Many people start their gardening hobby by just growing a few plants here and there, maybe some tomatoes, herbs, and other “easy” plants. More often than not, this small part-time hobby grows into something that becomes an entire lifestyle.
Making Transitioning from a very small garden to one that’s considerably larger requires a lot of planning. Maybe you want to start a large garden so that you can provide fresh fruits and vegetables for your family year-round, or perhaps you want to get some more experience as a backyard gardener or have dreams of going commercial.
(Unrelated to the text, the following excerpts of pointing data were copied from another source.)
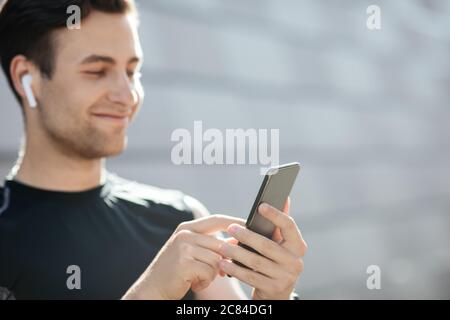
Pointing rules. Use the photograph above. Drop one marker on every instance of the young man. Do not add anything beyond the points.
(69, 229)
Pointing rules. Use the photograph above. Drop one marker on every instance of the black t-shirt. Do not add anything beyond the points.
(101, 239)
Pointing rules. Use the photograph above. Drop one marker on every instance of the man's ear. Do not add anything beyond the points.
(26, 80)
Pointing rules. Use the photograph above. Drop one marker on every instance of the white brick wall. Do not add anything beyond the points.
(366, 113)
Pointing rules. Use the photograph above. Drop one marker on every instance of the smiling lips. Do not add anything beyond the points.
(120, 119)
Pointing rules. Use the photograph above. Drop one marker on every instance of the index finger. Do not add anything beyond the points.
(210, 224)
(292, 237)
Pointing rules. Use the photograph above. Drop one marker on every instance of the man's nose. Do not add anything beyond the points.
(124, 91)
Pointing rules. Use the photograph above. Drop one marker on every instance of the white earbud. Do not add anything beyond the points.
(26, 83)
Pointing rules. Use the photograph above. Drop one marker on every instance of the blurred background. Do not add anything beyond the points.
(365, 112)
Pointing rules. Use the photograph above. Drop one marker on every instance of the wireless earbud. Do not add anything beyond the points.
(26, 83)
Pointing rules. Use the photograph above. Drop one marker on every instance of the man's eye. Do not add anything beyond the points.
(99, 73)
(135, 75)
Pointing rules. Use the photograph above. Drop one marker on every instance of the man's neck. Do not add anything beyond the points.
(43, 166)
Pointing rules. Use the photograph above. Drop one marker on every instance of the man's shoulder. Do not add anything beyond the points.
(144, 194)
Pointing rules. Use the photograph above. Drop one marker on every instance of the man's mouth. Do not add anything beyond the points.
(119, 119)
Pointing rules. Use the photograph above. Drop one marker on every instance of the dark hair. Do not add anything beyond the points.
(26, 28)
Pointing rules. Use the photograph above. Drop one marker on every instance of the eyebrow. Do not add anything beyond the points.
(97, 58)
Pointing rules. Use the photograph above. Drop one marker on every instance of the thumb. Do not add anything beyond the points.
(277, 237)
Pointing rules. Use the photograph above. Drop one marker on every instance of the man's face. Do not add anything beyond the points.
(95, 90)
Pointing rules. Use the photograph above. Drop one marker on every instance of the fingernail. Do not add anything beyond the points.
(233, 229)
(264, 207)
(223, 264)
(223, 247)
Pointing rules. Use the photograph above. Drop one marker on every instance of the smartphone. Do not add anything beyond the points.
(274, 190)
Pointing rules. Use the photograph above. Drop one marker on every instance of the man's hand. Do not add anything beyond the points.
(188, 260)
(272, 274)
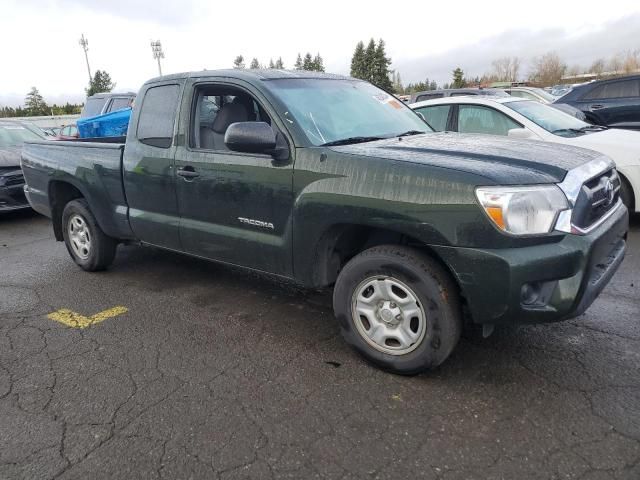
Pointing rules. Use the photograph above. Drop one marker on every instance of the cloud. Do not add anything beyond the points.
(576, 48)
(172, 13)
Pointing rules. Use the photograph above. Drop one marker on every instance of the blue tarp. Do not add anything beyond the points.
(113, 124)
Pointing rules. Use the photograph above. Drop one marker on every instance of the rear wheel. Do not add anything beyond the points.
(398, 308)
(87, 244)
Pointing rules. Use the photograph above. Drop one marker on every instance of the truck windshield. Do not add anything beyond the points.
(93, 107)
(551, 119)
(344, 111)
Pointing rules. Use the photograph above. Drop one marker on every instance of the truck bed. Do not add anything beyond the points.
(92, 166)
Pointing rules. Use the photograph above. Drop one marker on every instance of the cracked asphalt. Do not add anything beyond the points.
(216, 373)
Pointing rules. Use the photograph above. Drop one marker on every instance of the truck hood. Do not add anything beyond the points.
(501, 160)
(10, 157)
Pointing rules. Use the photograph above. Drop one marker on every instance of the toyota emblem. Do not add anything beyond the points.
(609, 191)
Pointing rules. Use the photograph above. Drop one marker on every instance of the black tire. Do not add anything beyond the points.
(103, 248)
(433, 287)
(626, 194)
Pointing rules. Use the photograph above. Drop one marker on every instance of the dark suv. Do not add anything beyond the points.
(614, 102)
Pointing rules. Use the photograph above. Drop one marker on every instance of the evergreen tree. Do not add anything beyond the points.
(307, 64)
(358, 69)
(100, 83)
(370, 61)
(238, 62)
(458, 78)
(398, 88)
(380, 68)
(35, 104)
(318, 63)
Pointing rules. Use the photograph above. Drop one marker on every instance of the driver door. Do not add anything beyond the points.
(234, 207)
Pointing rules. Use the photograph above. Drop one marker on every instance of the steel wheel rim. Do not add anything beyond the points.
(79, 236)
(388, 315)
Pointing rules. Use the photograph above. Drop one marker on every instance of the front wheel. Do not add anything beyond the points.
(87, 244)
(398, 308)
(626, 194)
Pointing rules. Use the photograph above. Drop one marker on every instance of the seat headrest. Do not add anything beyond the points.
(228, 114)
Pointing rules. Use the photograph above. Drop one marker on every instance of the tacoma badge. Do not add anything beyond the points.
(257, 223)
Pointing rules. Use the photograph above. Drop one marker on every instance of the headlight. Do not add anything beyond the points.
(523, 210)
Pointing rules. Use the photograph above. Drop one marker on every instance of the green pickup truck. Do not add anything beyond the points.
(327, 180)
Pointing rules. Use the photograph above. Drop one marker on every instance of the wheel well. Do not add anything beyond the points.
(60, 193)
(625, 181)
(343, 242)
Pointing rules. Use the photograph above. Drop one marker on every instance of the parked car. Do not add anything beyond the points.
(455, 92)
(531, 93)
(102, 103)
(328, 180)
(51, 131)
(12, 135)
(559, 90)
(542, 96)
(614, 102)
(519, 118)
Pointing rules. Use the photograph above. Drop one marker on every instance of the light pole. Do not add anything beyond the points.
(84, 43)
(156, 48)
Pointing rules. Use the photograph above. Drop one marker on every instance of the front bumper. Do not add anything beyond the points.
(573, 271)
(12, 197)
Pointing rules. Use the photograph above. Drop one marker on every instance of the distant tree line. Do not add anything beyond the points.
(34, 105)
(550, 69)
(308, 62)
(372, 64)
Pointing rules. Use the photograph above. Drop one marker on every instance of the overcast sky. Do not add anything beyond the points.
(40, 47)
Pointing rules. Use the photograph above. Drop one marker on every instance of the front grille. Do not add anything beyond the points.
(12, 180)
(597, 197)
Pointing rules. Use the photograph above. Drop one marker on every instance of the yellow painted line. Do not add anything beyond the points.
(75, 320)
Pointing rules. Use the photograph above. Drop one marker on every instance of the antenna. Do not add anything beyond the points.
(156, 48)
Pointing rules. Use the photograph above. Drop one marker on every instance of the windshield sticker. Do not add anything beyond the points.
(381, 97)
(387, 100)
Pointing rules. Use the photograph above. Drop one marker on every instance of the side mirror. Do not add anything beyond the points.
(522, 133)
(250, 137)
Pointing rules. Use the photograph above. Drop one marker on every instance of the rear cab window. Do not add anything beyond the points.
(157, 115)
(481, 119)
(119, 103)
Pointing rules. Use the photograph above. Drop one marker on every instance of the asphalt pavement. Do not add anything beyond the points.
(170, 367)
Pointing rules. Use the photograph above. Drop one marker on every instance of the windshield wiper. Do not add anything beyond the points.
(351, 140)
(592, 128)
(410, 132)
(568, 130)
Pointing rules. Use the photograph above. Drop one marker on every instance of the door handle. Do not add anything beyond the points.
(187, 173)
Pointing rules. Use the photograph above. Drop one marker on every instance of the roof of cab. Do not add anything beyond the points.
(252, 74)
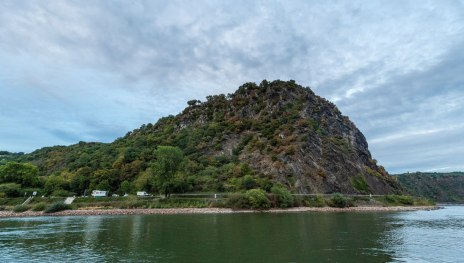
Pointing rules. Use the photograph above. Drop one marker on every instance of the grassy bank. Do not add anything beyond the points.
(251, 200)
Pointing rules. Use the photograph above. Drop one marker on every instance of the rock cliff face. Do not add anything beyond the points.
(274, 132)
(283, 132)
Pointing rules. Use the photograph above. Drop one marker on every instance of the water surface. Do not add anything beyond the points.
(421, 236)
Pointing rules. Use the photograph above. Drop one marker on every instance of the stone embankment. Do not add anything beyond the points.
(170, 211)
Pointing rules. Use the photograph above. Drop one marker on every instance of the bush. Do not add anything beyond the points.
(399, 199)
(338, 200)
(11, 189)
(258, 199)
(317, 201)
(56, 207)
(20, 208)
(238, 201)
(62, 193)
(39, 207)
(283, 197)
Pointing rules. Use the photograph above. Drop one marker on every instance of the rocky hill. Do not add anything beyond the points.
(442, 187)
(274, 132)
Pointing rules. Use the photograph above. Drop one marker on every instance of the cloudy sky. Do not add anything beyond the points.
(92, 70)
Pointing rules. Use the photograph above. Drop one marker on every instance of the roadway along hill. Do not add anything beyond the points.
(274, 132)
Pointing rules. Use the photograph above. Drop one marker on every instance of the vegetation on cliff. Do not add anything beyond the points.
(274, 133)
(441, 187)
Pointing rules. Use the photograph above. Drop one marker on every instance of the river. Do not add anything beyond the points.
(419, 236)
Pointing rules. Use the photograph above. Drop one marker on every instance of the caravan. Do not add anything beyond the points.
(99, 193)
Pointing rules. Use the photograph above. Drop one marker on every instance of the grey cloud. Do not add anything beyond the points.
(390, 65)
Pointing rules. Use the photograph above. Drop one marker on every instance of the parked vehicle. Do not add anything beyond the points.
(99, 193)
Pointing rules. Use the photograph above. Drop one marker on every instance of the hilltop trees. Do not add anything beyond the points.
(24, 174)
(169, 163)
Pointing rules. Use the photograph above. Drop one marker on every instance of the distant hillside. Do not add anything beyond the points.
(274, 132)
(442, 187)
(6, 156)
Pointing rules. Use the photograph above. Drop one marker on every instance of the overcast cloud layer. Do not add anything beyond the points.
(92, 70)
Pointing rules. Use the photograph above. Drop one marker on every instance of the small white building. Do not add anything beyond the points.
(99, 193)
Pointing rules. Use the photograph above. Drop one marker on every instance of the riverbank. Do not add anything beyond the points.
(169, 211)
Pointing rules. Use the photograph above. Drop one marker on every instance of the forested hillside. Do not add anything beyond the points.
(272, 133)
(442, 187)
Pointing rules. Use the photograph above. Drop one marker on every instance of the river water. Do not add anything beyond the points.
(420, 236)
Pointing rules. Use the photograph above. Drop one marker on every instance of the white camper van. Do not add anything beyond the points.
(99, 193)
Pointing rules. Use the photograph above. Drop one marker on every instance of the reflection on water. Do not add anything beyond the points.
(428, 236)
(423, 236)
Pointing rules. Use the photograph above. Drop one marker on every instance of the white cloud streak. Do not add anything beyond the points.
(86, 70)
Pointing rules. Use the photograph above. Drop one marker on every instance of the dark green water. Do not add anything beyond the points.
(422, 236)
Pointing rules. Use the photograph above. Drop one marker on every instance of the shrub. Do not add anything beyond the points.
(283, 197)
(338, 200)
(258, 199)
(20, 208)
(399, 199)
(62, 193)
(238, 201)
(11, 189)
(39, 207)
(317, 201)
(56, 207)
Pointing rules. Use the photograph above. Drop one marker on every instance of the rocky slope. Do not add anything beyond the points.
(274, 132)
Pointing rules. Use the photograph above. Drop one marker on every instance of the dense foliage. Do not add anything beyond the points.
(274, 133)
(441, 187)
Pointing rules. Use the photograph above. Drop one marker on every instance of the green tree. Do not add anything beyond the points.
(125, 187)
(25, 174)
(169, 161)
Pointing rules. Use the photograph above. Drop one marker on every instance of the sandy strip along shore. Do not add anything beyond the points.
(171, 211)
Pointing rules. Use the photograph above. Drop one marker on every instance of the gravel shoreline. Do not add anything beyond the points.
(171, 211)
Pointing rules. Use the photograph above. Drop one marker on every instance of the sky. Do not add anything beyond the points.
(86, 70)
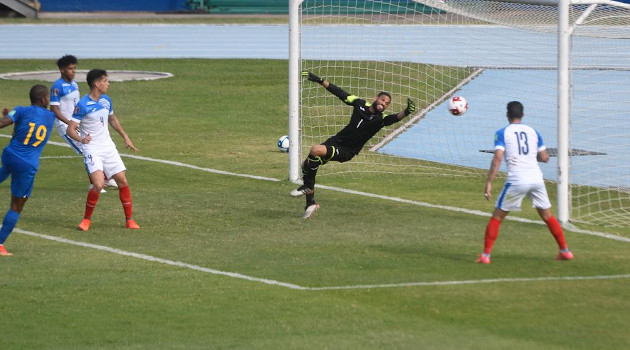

Whatever your reasons are for wanting to switch from a small garden to a large one, you need to understand that in order to be successful, you’re going to need to have a solid plan in place before you start. If you’re reading this blog, chances are that you’re beyond the speculation phase and want to start actively planning your future garden.
The below sections detail exactly what you need to know about the basics of planning your large-scale garden. Everything that’s required in scaling from a small garden to a large one is detailed below, so by the end of reading this blog, you should have a very solid idea of what to expect (and how to plan for it).
The First Stages of Your Project
Although you’re most likely very excited about getting your large garden project started, it’s probably a good idea to start smaller than you want (only in the beginning). Choose a few different types of plants, and then plant a few of them. The exciting part comes over time, as you add more variety each year.
For example, you could start with some basic vegetable plants like tomatoes, lettuce, etc., and then the next year maybe incorporate radishes, watermelon, etc. The variations are endless (obviously), and also depend on where you live and what you can afford, but it’s nearly always better to start smaller in the beginning.
Experimentation is one of the most exciting parts of having your own garden. Seeing which plants you can grow, which ones respond well to your soil, etc. In the beginning, this excitement can be a lot to handle, and a lot of the time it causes gardeners to get in a little over their heads (i.e. they plant too many seeds and their vegetable garden gets too big for them to control). Starting small and then growing large over time should always be your goal.
Making the Transition From Small Garden to Large Vegetable Garden
When you’re just
starting gardening, it’s common to only have a few plants/plant types. Lots of people start with things like tomatoes, squash, or even corn. Over the years, especially if you slowly expand your acreage, you start to experiment a bit more and add some more plants into the mix. Many people even end up doubling or tripling the size of their gardens over the course of only a few years.
One of the most important aspects of any gardening plan is drawing out your idea. When gardens start to increase in size, you really need to start planning out where that growth will go and how it will affect the land it’s situated on. Crop rotation is one thing in particular that you need to place a special level of emphasis on. One of the main purposes of rotating crops is to effectively stop the spread of harmful bacteria and diseases that can affect future crops.
Planning and Implementing
If you’re planning on doing a large-scale garden project, you might need to look into hiring a professional landscaping company to assist you with hardscaping. If your project is indeed this large, you need to ensure that the company you go with is insured with a quality policy (e.g. landscaping insurance from Next), otherwise, the entire project carries a large amount of liability with it.
Knowing which specific zone you’re in is also needed so that you know exactly which types of plants/crops grow best in your area. Knowing which growing zone you’re located in will help you pick crops that are more likely to produce a successful bounty. You also need to think about which type of fertilizer you’re going to need, what type of soil your land has, how much water your crops will need, etc. All of these variables should be factored into the planning phase.